The problem with this exercise is that, in the normal course of events in changing these types of determinations, in most government areas dealing with social security the date at which the Bill is promulgated becomes the date for the operation of the new legislation. So those people who, for example, put in applications under the former home loans system-applications which would have been allowed under the previous rules-after the date of promulgation of the new legislation have to be assessed under the new set of rules. I think that is fair. Quite obviously there is a disadvantage in having a cut-off point, but there has to be a cut-off point somewhere.

Making the legislation retrospective to include the people who are in the system involves some major inequities and injustices. I say that because once a person has gone into the system seeking a determination he does not really have any control over how speedily his determination takes place. I am quite sure that all honourable senators in this chamber who have been here a while can go to their filing cabinets and pull out a drawer in which they have a list of files of various cases they have taken up on behalf of constituents. Many such cases involve people who have been wandering around within the system sometimes for two, three, four or five years. In fact I had one case which had been in the system for seven years. At the end of that exercise some of these people are granted pensions. Others are granted part pensions or disability allowances or are rejected. However, whatever the outcome, the ability to influence the pace at which the determination moves through the system as often as not is outside their control. Sometimes it is within their purview but often it is outside it.

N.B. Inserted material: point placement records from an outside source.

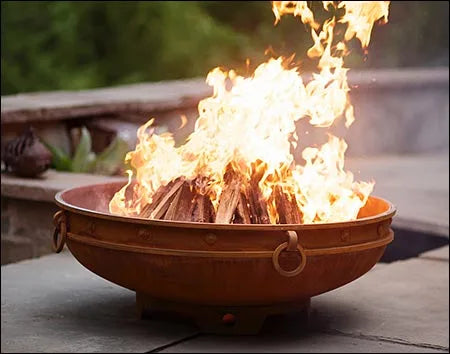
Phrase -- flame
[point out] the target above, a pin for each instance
(249, 124)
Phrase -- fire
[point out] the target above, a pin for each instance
(250, 129)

I am concerned with those people whose purview is outside. They have presented all the material they have. Their files are lost. They receive bad advice from somewhere, so they put in another claim, which means that their files are pulled out of the system where they were proceeding at a reasonable pace, and shunted off somewhere else. There is a whole host of reasons why these problems can occur. They happen even in the best-regulated operations. I do not want to look at what actually happens, except to say that it does happen and that it is outside the control of the person involved. I think that those people who went into the determination system prior to the date of the previous legislation ought to have their determinations made under the previous rules.

Likewise, those people who have had determinations made but against which there may be some appeal operating-either one they have launched at some stage or one which has been lodged against them at some higher level; it is not important who initiated the appeal-ought to have their determinations made under the previous rules. Determinations which are now in the system will now be assessed under a new set of rules. That hardly seems to me to be fair to those people. I ask the Minister to look very closely at this issue. I will certainly be moving an amendment to have a closer debate on it. I hope that at that stage we will have some details from the Minister as to the numbers involved, the extent of the operation, and the probabilities and possibilities of injustices that may have already occurred and are likely to occur in the future.

For the benefit of the Minister I also flag now an amendment I have already circulated in the chamber and which I will move in the Committee stage with regard to the statement the Minister made about the people who were on board the various vessels that went to South Vietnam. I draw the Minister's attention to that amendment.